This project is built on top of the vLLM project
CachedLLM is a multi-tenant LoRA serving system designed to improve memory management and reduce memory exchange overhead. It leverages a dynamic page cache to store persistent states and LoRA adapters in main memory while caching them in VRAM across multiple invocations. This design significantly improves GPU utilization, latency, and throughput in VRAM-limited scenarios.
- Dynamic Page Cache: Stores data and weights in pages and dynamically manages the page cache based on access frequency.
- Efficient Kernel: Optimize SGMV kernel for paged LoRA
- Memory Management: Reduces memory fragmentation and improves VRAM utilization.

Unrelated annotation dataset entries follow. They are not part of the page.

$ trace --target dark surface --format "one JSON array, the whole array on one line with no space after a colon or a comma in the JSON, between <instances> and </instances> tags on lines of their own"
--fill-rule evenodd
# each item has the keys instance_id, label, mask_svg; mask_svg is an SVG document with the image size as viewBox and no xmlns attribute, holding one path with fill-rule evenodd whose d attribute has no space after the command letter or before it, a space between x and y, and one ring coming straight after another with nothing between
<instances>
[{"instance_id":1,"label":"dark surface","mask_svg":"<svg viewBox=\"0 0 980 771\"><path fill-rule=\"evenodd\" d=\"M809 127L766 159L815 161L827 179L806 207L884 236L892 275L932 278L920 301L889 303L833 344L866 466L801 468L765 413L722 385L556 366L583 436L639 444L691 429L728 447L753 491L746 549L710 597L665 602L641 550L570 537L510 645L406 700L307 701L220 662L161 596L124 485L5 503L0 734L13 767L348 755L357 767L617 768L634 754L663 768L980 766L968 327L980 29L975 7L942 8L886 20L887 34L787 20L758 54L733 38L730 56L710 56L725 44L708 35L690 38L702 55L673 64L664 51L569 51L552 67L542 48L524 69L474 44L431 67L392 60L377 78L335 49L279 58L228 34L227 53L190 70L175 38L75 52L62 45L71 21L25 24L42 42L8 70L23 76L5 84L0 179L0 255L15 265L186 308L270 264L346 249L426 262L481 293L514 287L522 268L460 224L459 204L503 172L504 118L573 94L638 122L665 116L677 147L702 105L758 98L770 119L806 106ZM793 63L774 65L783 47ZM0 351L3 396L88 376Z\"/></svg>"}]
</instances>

The adapter cache pool is divided into pages of equal size for fine-grained management, significantly reducing memory fragmentation and improving memory management efficiency.
CachedLLM uses a least-recently-used (LRU) cache policy to minimize the count of exchanging adapters between main memory and VRAM, reducing memory exchange overhead.
The batching mechanism in CachedLLM enables batching requests of different LoRA adapters, increasing the number of batched requests per computation and thus improving throughput.
We use optimized kernels based on SGMV in punica.
CachedLLM achieved a notable reduction in task-switching overhead compared to vLLM and Huggingface, with up to a 10% overhead reduction.
CachedLLM demonstrated up to a 3x improvement in throughput compared to vLLM.
CachedLLM offers significant improvements in latency, throughput, and memory management for multi-tenant LoRA serving scenarios. It efficiently manages VRAM usage, reducing task-switching overhead and improving batching efficiency.